(Covid-19) Professeur Abdelafattah Chakib: « nous maîtrisons toujours la situation »

Pour le spécialiste des maladies infectieuses au CHU Ibn Rochd de Casablanca, le recul de la mortalité quotidienne est dû, en bonne partie, au dépistage précoce. Mais il témoigne, par-dessus tout, d’une prise de conscience collective des citoyens.
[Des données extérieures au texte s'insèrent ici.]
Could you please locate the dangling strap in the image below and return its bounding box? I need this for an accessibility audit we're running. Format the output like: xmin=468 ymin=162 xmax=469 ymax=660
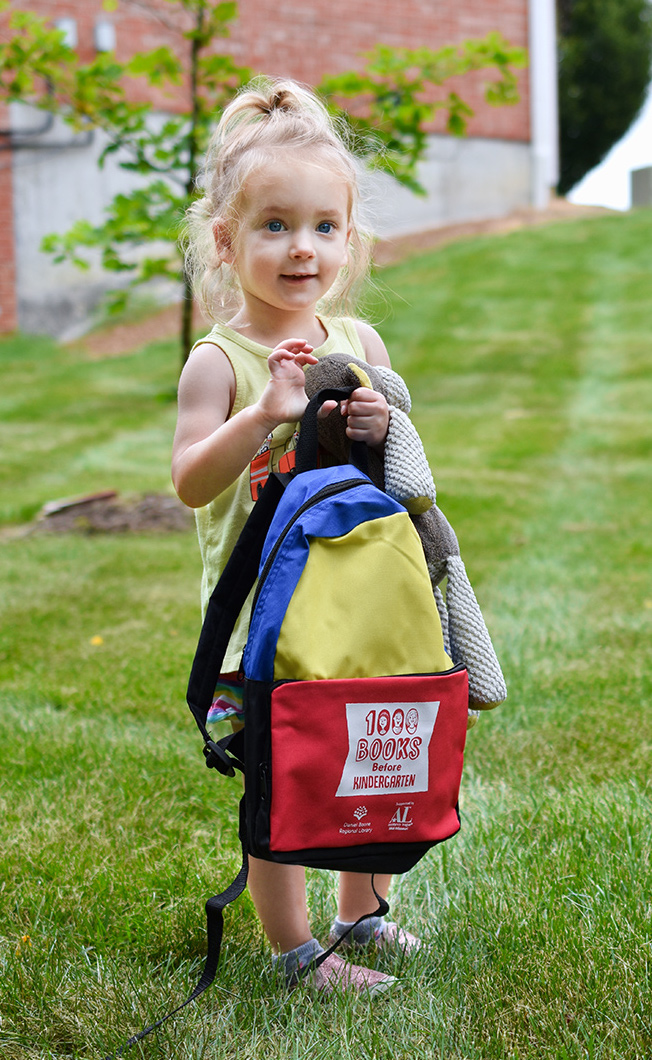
xmin=187 ymin=475 xmax=285 ymax=740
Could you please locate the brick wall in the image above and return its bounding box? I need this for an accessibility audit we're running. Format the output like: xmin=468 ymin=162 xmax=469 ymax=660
xmin=0 ymin=106 xmax=17 ymax=333
xmin=0 ymin=0 xmax=530 ymax=331
xmin=7 ymin=0 xmax=530 ymax=141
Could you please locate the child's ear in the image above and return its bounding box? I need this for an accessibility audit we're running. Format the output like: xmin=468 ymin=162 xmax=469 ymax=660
xmin=213 ymin=217 xmax=233 ymax=265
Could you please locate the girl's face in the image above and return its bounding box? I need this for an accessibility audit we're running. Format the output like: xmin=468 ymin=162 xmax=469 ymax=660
xmin=216 ymin=153 xmax=350 ymax=312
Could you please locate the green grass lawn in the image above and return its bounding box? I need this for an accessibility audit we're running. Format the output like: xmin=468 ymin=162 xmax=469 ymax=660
xmin=0 ymin=211 xmax=652 ymax=1060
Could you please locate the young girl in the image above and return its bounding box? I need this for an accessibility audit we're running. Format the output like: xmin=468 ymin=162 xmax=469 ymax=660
xmin=172 ymin=82 xmax=420 ymax=993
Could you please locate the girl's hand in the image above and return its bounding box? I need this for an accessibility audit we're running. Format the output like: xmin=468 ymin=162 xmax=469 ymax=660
xmin=259 ymin=338 xmax=318 ymax=430
xmin=319 ymin=387 xmax=389 ymax=447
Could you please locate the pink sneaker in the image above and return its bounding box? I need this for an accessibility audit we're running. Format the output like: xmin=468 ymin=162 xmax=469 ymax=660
xmin=329 ymin=920 xmax=423 ymax=954
xmin=296 ymin=953 xmax=398 ymax=997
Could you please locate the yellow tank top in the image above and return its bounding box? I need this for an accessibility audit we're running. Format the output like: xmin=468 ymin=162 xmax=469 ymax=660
xmin=191 ymin=317 xmax=367 ymax=673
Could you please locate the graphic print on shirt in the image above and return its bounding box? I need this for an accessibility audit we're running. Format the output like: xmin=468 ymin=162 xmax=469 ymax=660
xmin=249 ymin=430 xmax=299 ymax=500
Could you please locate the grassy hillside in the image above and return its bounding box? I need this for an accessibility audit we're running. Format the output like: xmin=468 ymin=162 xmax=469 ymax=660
xmin=0 ymin=212 xmax=652 ymax=1060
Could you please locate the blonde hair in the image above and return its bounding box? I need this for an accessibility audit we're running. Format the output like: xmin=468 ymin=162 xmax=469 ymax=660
xmin=184 ymin=78 xmax=371 ymax=319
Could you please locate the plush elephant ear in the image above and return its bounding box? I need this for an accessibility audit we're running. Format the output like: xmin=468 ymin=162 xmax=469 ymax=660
xmin=373 ymin=365 xmax=412 ymax=412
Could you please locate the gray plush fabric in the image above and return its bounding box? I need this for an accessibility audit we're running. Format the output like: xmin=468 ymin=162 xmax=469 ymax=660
xmin=305 ymin=353 xmax=507 ymax=728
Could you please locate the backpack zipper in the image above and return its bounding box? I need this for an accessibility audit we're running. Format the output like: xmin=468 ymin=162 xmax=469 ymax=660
xmin=251 ymin=478 xmax=369 ymax=614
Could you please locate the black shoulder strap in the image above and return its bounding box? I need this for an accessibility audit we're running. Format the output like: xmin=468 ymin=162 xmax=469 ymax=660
xmin=296 ymin=387 xmax=368 ymax=474
xmin=187 ymin=474 xmax=285 ymax=740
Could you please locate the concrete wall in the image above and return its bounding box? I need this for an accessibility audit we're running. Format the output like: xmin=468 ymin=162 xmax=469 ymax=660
xmin=14 ymin=107 xmax=530 ymax=338
xmin=6 ymin=0 xmax=540 ymax=335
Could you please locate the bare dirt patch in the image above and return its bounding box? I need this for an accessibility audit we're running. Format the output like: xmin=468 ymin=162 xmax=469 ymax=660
xmin=29 ymin=490 xmax=195 ymax=534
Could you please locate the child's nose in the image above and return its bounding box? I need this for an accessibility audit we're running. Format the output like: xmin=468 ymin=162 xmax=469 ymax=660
xmin=289 ymin=229 xmax=315 ymax=259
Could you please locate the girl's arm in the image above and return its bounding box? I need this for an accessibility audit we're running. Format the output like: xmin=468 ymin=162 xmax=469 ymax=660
xmin=172 ymin=339 xmax=317 ymax=508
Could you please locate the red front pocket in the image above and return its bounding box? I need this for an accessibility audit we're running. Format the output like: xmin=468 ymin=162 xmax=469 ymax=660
xmin=269 ymin=669 xmax=469 ymax=852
Dans une entrevue accordée au quotidien arabophone Al Ahdath Al Maghribia, le professeur Abdelafattah Chakib, spécialiste des maladies infectieuses à la Faculté de Médecine et de Pharmacie et au CHU Ibn Rochd de Casablanca, livre quelques clés de lecture sur l’évolution du Covid-19 au Maroc.

L’accélération du nombre de personnes atteintes du Covid-19 a marqué le passage à une nou­velle phase dans la gestion de la propagation du coronavirus.

À l’épreuve de l’évolution de l’épidémie, le niveau d’alerte sanitaire a changé. En effet, l’apparition de «clusters» a annoncé la fin de la phase 1 et l’entrée en phase 2.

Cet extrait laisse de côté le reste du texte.